Diffusion policy is used to generate the action trajectory from a pure Gaussian noise conditioned on the input images, applied in many applications such as autonomous driving. This paper proposes white-box adversarial attacks against diffusion policy, which aim to generate a target bad action or an untargeted action by attaching global perturbation or patch-based perturbation on the observation image. To this end, they formulate the training loss for the perturbation as minimizing the distance between the generated action and the target bad action (in targeted attack) or maximizing the distance between the generated action and a sampled good solution (in untargeted attack). Empirically, they validate the effectiveness of the proposed adversarial attack on six robotic manipulation tasks.

优点

They explored adversarial attacks in a new setting, i.e., against diffusion policy.
They have good visualizations of experimental results.

缺点

As mentioned in the limitation section, there is no intuitive defensive strategy or experimental results in real-world scenarios included in the paper.
The proposed attack only considers the white-box setting, i.e., the attacker requires knowledge of all parameters of the diffusion policy. Discussion on black-box setting could also be included in the limitation section.

问题

Threat model could be clarified with more clearness in problem settings. It appears to me it is a white-box attack where the attacker requires knowledge of all parameters of the diffusion policy.
The novelty of the proposed adversarial attack remains unclear to me. On the one hand, there are existing works [25, 43] which propose adversarial attacks against latent diffusion models, introducing the Monte-Carlo-based adversarial loss. On the other hand, the difficulty of computing gradients due to the inherent long-denoising chain of the diffusion policy is solved by [25, 24, 52]. So, it seems that the novelty over these existing works is that this paper is modifying the training loss as the difference between actions. Clarification of the novelties compared with existing works would be appreciated.
Is there any other evaluation metric in existing works? It seems that there is only one evaluation metric used (i.e., the drop of the result task completion scores) in the experimental results to demonstrate the effectiveness of the attack. For me, this one single metric would be fine for the untargeted attacks; however, for targeted attacks, it might be better to show the success rate of generating the target bad actions.

局限性

See weakesses part.

作者回复

2024-08-07

We thank the reviewer for the valuable comments. We are glad that the reviewer found our attack scenario novel and liked our visualizations.
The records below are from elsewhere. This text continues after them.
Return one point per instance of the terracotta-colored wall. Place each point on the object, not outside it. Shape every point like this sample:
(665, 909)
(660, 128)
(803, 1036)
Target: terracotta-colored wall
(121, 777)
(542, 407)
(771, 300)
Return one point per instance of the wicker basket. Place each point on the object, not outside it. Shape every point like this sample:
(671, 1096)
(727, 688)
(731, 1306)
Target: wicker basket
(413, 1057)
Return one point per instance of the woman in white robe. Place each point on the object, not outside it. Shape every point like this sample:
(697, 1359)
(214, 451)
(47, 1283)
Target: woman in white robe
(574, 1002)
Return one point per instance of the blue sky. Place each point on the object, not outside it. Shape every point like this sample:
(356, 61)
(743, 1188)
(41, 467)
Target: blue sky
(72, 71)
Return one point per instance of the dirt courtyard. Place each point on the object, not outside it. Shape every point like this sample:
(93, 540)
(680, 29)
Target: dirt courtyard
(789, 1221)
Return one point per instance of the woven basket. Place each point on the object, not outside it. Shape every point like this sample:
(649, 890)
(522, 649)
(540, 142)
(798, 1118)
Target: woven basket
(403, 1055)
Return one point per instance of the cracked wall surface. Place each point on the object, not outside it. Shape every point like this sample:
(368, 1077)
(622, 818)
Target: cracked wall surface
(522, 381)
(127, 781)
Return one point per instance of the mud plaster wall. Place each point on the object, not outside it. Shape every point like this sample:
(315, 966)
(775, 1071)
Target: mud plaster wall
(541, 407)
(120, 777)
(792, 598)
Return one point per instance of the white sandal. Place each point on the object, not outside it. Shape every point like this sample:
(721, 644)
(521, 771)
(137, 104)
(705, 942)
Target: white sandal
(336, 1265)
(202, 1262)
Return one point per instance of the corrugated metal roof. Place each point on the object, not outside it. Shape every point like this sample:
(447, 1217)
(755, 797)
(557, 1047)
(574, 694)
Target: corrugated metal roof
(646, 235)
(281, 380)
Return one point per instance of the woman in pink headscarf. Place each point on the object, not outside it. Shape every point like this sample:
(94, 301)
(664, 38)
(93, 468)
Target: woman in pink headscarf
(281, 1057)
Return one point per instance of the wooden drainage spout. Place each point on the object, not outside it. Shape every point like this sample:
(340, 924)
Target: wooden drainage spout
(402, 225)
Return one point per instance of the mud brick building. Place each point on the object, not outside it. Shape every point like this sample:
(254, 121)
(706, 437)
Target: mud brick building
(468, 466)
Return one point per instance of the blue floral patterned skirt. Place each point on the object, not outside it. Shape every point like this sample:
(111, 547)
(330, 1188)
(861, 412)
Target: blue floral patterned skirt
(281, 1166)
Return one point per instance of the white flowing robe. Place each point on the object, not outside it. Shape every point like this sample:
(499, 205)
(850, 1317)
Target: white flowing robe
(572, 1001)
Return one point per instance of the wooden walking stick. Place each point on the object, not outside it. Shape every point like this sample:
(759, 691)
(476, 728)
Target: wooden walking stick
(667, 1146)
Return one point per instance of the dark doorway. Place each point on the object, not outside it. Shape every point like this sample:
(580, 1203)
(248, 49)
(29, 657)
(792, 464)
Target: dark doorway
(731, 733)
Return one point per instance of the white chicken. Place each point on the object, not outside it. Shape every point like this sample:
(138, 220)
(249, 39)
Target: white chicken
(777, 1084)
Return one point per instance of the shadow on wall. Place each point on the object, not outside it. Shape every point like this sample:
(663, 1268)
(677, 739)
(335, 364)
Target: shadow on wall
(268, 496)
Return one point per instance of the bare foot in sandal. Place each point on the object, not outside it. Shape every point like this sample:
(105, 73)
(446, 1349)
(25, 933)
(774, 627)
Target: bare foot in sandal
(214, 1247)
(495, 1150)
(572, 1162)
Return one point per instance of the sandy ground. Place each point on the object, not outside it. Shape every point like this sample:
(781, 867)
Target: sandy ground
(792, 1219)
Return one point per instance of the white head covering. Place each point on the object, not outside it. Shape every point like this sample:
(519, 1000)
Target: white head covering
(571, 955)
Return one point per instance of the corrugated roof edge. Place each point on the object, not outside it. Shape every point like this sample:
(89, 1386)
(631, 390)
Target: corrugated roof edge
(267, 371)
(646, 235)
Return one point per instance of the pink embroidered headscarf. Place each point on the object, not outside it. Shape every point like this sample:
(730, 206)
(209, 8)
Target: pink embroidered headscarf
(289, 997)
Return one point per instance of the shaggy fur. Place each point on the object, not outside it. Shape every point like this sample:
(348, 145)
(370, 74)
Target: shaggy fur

Below is our response to some of the question raised.

First, we would like to clarify the loss used in our DP-Attacker is not the distance between generated actions. Instead, we use a Monte-Carlo-based estimate with a loss between predicted noise and actual noise. In this way, we were able to significantly speed up the adversary construction process while maintaining good attack abilities. Below is our response to address the weaknesses and questions raised in the review.

W1 As mentioned in the limitation section, there is no intuitive defensive strategy or experimental results in real-world scenarios included in the paper.

We refer the reviewer to sections 2 and 3 of our general response. These are interesting directions for future research.

W2 The proposed attack only considers the white-box setting, i.e., the attacker requires knowledge of all parameters of the diffusion policy. Discussion on black-box setting could also be included in the limitation section.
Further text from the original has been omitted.